Methods: We conducted a population-based, point-prevalence study of antibiotic use among elderly individuals (n = 37,371) residing in long-term care facilities (n = 363 institutions) in Ontario between April and June 2009, using linked healthcare databases from Canada's largest province. Facilities were grouped into quintiles according to their mean antibiotic dispensing rates and variation was compared across quintiles.

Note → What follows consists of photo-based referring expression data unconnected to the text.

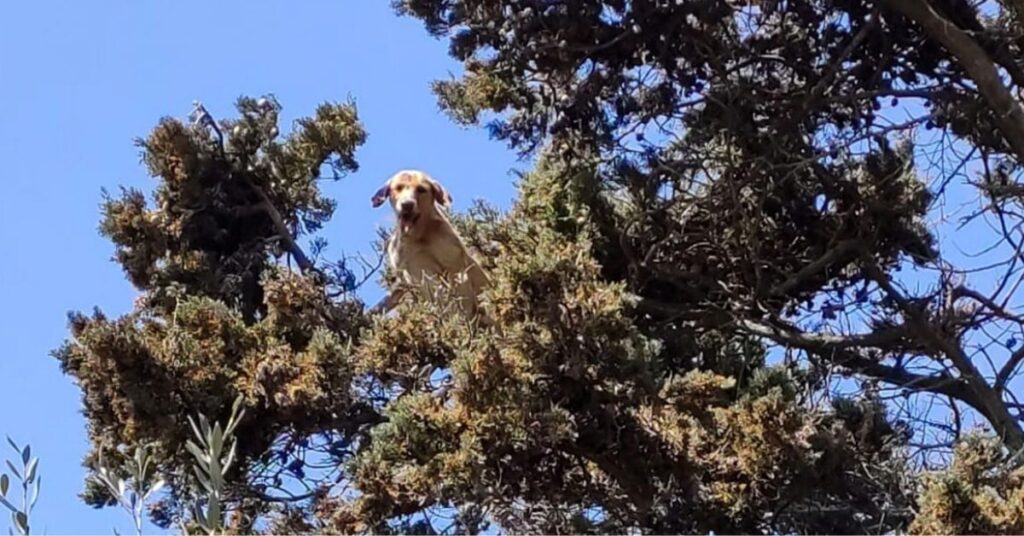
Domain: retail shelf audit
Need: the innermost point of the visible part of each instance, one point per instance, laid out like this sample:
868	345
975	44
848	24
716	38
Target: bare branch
1009	114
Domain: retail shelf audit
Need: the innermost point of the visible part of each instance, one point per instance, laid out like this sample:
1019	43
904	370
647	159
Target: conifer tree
717	231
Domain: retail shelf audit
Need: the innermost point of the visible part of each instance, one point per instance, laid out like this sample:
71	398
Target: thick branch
279	224
1009	114
839	351
988	401
842	250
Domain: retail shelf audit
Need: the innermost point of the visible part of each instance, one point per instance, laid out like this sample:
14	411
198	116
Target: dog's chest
436	256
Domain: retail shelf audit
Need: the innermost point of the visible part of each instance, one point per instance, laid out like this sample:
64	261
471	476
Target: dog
424	244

Results: There were 2190 (5.9%) long-term care residents receiving antibiotic prescriptions on the study date. The three most prevalent antibiotics were agents most commonly used for the treatment of urinary tract infections, including nitrofurantoin (365, 15.4%), trimethoprim/sulfamethoxazole (338, 14.3%) and ciprofloxacin (304, 12.8%). The majority of treatment courses were at least 10 days in duration (1482, 62.6%), and many exceeded 90 days (495, 20.9%), suggesting chronic prophylaxis. There was substantial variability in antibiotic use across facilities, with a 5-fold variation from the highest-use quintile (10.8%) to the lowest-use quintile (2.2%). This variation persisted after adjustment for multiple facility-level and resident-level factors, including demographic characteristics, healthcare utilization statistics, co-morbidity prevalence, functional status and device dependence.
Conclusions: Antibiotic use is common among long-term care residents, variable across institutions, and may benefit from focused antimicrobial stewardship interventions to standardize treatment indications and duration.